Perdue dans la foule brillante et endeuillée qui l’écoutait, une jeune fille, à genoux, sanglotait sans retenue. Louise de Keroualle pleurait celle qui avait été pour elle une amie autant qu’une maîtresse.
Une entrevue nocturne
Pour Louise de Keroualle, la mort de Madame était à la fois un déchirement et un effondrement. Elle se retrouvait seule, sans appui, sans protection, au sein d’une Cour qu’elle devinait dangereuse. On chuchotait en effet, avec des mines scandalisées, que Madame n’était pas morte naturellement, que sa santé était fragile mais pas au point d’en mourir et que l’horreur de son agonie était plus que symptomatique. On murmurait, plus bas encore, que la fameuse eau de chicorée avait été mortelle parce que le chevalier de Lorraine l’avait voulu, que le favori de Monsieur haïssait autant la femme que l’ambassadrice secrète de Louis XIV et qu’il était le chef de file d’une coterie disposée à détruire l’alliance anglaise. Nul, d’ailleurs, n’accusait Monsieur lui-même d’avoir trempé dans cette vilaine histoire. En dépit de sa mauvaise entente avec Madame, le prince avait le cœur trop naturellement noble pour cela.

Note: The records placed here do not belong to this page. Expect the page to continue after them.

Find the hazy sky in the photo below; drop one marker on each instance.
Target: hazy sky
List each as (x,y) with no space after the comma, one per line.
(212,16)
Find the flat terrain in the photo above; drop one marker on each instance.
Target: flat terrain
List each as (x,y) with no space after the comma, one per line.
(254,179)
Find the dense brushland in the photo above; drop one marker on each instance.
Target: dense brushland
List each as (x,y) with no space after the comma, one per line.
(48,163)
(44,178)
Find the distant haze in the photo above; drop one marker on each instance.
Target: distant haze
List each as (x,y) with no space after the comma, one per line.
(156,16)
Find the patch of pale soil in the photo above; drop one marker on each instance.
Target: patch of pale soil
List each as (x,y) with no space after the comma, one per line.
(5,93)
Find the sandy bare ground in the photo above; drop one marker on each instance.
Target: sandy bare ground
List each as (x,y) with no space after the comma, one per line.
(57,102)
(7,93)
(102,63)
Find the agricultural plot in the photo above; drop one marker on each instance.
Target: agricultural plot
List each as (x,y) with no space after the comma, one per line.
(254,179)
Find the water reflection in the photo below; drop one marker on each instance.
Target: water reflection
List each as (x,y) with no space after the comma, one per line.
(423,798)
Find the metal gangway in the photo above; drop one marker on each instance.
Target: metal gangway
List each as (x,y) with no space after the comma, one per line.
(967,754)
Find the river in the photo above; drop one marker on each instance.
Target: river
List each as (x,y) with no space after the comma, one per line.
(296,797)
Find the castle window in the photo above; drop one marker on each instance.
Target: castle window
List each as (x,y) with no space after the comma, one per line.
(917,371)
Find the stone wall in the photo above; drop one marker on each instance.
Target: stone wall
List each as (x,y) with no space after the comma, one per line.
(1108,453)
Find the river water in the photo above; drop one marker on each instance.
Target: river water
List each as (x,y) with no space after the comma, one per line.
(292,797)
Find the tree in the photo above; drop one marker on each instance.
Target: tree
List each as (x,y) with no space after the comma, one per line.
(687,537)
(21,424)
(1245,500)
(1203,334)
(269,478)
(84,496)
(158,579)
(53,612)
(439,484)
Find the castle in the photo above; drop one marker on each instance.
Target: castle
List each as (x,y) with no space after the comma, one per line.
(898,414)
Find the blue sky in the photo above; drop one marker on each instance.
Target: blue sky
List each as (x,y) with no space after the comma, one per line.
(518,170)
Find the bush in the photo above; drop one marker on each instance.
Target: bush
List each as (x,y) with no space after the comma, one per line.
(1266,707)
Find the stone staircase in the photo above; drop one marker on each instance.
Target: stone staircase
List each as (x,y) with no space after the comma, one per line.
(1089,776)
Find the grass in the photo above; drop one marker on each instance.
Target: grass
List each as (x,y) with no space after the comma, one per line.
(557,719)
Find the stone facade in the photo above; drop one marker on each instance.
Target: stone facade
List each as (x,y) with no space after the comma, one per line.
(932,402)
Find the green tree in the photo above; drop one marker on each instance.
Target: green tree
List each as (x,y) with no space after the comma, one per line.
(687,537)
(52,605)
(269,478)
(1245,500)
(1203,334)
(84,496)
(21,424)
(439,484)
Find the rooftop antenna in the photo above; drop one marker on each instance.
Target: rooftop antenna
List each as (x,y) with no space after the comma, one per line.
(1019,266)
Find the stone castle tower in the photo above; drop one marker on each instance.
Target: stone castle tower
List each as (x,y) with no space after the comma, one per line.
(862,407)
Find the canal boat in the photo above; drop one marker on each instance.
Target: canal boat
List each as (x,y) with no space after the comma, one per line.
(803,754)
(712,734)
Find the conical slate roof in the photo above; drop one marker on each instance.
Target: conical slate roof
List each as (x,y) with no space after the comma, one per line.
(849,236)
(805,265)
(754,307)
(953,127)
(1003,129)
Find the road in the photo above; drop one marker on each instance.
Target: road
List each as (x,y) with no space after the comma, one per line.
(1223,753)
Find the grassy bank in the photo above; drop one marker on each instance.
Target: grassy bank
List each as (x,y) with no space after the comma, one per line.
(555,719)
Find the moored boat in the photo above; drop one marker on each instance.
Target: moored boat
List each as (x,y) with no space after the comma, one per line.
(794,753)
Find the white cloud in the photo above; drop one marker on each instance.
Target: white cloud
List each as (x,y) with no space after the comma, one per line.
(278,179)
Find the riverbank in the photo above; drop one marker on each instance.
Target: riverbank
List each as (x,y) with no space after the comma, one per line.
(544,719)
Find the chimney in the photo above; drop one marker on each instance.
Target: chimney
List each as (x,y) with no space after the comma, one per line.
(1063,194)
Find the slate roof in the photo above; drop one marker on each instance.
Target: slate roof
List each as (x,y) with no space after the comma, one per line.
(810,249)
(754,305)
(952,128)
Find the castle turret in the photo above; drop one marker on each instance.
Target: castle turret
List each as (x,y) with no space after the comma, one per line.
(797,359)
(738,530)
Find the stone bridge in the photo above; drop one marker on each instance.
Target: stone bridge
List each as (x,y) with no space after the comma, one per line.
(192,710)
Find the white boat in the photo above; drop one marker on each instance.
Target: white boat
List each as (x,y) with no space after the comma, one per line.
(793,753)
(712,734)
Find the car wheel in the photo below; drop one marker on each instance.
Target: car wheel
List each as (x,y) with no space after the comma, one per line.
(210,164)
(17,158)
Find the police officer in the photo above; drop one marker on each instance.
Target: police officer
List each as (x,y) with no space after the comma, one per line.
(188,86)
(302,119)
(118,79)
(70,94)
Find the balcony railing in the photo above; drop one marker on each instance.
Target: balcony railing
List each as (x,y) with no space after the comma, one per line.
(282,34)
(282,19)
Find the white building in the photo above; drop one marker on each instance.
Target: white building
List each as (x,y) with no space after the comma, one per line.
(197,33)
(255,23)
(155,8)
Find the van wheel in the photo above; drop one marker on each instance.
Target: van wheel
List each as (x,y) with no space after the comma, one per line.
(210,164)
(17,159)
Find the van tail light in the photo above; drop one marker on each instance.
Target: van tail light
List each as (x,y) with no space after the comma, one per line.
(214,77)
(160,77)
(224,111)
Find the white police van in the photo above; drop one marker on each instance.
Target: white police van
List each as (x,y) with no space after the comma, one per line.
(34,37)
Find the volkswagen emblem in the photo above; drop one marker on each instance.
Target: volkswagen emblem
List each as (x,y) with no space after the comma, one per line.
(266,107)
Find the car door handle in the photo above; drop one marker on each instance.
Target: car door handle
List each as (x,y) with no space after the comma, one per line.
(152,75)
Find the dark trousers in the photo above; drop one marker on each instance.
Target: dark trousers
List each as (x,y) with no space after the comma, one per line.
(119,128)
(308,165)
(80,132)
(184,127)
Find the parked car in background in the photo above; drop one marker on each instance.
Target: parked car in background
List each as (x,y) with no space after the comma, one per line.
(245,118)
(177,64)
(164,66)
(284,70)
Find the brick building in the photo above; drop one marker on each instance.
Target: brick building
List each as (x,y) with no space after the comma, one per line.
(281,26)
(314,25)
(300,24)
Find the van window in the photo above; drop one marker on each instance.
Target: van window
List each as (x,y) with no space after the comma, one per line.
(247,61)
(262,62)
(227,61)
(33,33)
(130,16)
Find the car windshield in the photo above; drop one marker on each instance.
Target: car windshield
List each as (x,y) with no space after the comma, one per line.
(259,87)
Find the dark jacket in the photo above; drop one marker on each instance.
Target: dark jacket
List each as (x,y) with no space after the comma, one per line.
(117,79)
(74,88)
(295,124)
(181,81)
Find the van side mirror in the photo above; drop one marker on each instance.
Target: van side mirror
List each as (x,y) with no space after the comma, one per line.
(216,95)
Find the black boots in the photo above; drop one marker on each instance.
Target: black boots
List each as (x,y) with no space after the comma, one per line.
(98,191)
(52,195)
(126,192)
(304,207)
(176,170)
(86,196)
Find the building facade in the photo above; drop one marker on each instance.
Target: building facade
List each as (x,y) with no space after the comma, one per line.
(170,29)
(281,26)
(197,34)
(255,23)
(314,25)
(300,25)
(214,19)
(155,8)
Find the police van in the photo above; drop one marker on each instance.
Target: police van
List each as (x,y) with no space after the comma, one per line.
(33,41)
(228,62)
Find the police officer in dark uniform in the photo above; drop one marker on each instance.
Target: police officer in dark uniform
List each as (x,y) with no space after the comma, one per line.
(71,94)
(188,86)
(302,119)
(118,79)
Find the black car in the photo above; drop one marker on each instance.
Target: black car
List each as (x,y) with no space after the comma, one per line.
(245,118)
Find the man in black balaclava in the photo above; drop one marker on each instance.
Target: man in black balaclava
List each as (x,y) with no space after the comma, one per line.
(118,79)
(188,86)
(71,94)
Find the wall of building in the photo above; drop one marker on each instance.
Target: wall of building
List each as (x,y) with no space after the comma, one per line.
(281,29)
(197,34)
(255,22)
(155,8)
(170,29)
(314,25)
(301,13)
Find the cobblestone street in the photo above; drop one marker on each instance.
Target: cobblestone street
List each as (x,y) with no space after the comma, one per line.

Au milieu de ces bruits inquiétants, Louise se demandait, non sans inquiétude, ce qu’il allait advenir d’elle. Qui pouvait assurer que sa vie ne fût pas en danger ? On la savait fort avant dans les confidences de la princesse et l’on pouvait la supposer en possession de beaucoup d’information. La sagesse aurait voulu qu’elle s’en allât retrouver Keroual et les rives de l’aber Ildut.
Mais elle ne s’en sentait guère l’envie. Rentrer en Bretagne, c’était retourner à la grisaille d’autrefois, supportable tant qu’elle n’avait pas connu autre chose… quand aucun regard royal ne s’était encore posé sur elle. À présent, ce serait s’enterrer toute vive et pour toujours. Beaufort était mort. Personne ne viendrait plus la chercher là-bas.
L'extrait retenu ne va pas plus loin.